# Eats hair?



## Luvinmygoldens (Jul 16, 2007)

From what I've seen, there's not much a golden *won't *eat.


----------



## paula bedard (Feb 5, 2008)

Ike does the same thing. He gets a wad and chews it like gum then spits it out.

If you think of their mouths like our hands, you'll better understand your Golden. He's "feeling" things out. Their noses are their newspapers


----------



## Celeigh (Nov 29, 2007)

I wish Fergus spit it out! That's one of the reasons for my obessive vacuuming - he eats the hairballs that tumble across the floor or the hair that comes off of him or Lily with the Furminator. Ick!


----------



## paula bedard (Feb 5, 2008)

I call them tumbleweeds


----------



## Eclipse95 (Jan 2, 2008)

Riley will do the same thing if there are any hairballs. He will find them, chew them up so they are nice and soggy, and then spit them somewhere. If I catch him, he'll spit it out in my hand (lovely:yuck but he usually does it behind my back.

I usually end up vacuuming twice a day and sweeping/mopping at least once to keep him from getting to the fur (and to keep the house presentable)!


----------



## Carraig (Jan 4, 2008)

If you find something they won't eat, let us know. 
Wait. My oldest boy Rusty used to gag at the smell of bananas. He would no touch them. On the other hand he was known to eat cat ...treats, balloons, socks, half a box of chocolates, and to eat out of a 40 lb bag of food till he was caught.


----------



## marshab1 (Aug 28, 2006)

Brushing Tinkerbell requires 2 people. One to brush and one to gather the hair before she eats it. If she manages to get it from us and eat it we have to put her outside. She hasn't yet figured out that if she didn't eat hair she wouldn't throw up hairballs!


----------



## hgatesy (Feb 14, 2007)

Camden does this too when I groom him. I have to put the hair in a bag or he'll inhale it. 

However what's REALLY gross.... You know how you sometimes get a nice little glob of hair in the bathtub drain. Well, yeah... imagine seeing your dog jump in the shower and eat that down! Talk about disgusting!


----------



## cubbysan (Mar 13, 2007)

Also keep an eye on the cotton after cleaning his ears.

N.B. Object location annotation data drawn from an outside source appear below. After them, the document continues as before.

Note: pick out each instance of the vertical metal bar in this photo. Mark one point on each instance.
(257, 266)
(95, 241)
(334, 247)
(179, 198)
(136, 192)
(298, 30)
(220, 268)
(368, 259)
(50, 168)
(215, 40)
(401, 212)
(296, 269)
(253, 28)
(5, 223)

Brady will eat the dirty ones as I grab a clean one for the other ear.

Somebody on this board once said, "The world is a golden's buffet"


----------



## jak_sak (Jan 23, 2008)

cubbysan said:


> "The world is a golden's buffet"


LoL!! I am using it!!:


----------



## chipperfay (Mar 27, 2008)

I have talked to several of my friends who are Golden owners about the hairball thing and theirs do not do it. Ours does she gags or sticks her tongue out like crazy sometimes for hours and looks miserable and finally will toss up a large wad of hair a couple of times every other month. We comb her a few times a week and take her to the groomer once a month. Anyone have any suggestions to ease her discomfort or prevent them?


----------



## Celeigh (Nov 29, 2007)

That's weird, chipperfay! Fergus eats dog hair all the time, but we only see it again on the back end (ew). 

Have you tried using a Furminator brush on her? It REALLY gets the loose hair out and may cut down on what she ingests. Also, make sure her area is vacuumed well. Fergus loves to eat a stray fur tumbleweed if one crosses his path.


----------



## GoldenOwner12 (Jun 18, 2008)

yep Shelley is the same she eats the loose hair flying around be it dog hair,cat hair,human hair,bird feathers lol. Shelley is also known for eatting used bandaids,cat poo,bird poo,dog poo i say this as a joke i think she would even eat humans poo if she could get it lol. Theres nothing Shelley won't try to eat, I've actually found something she doesn't like lemons hehe.

What i do is i put all the dead hair i brush out of her and Einstein into a plastic bag i then place something hard over the bag while i continue brushing so none of the hair comes out of the bag.


----------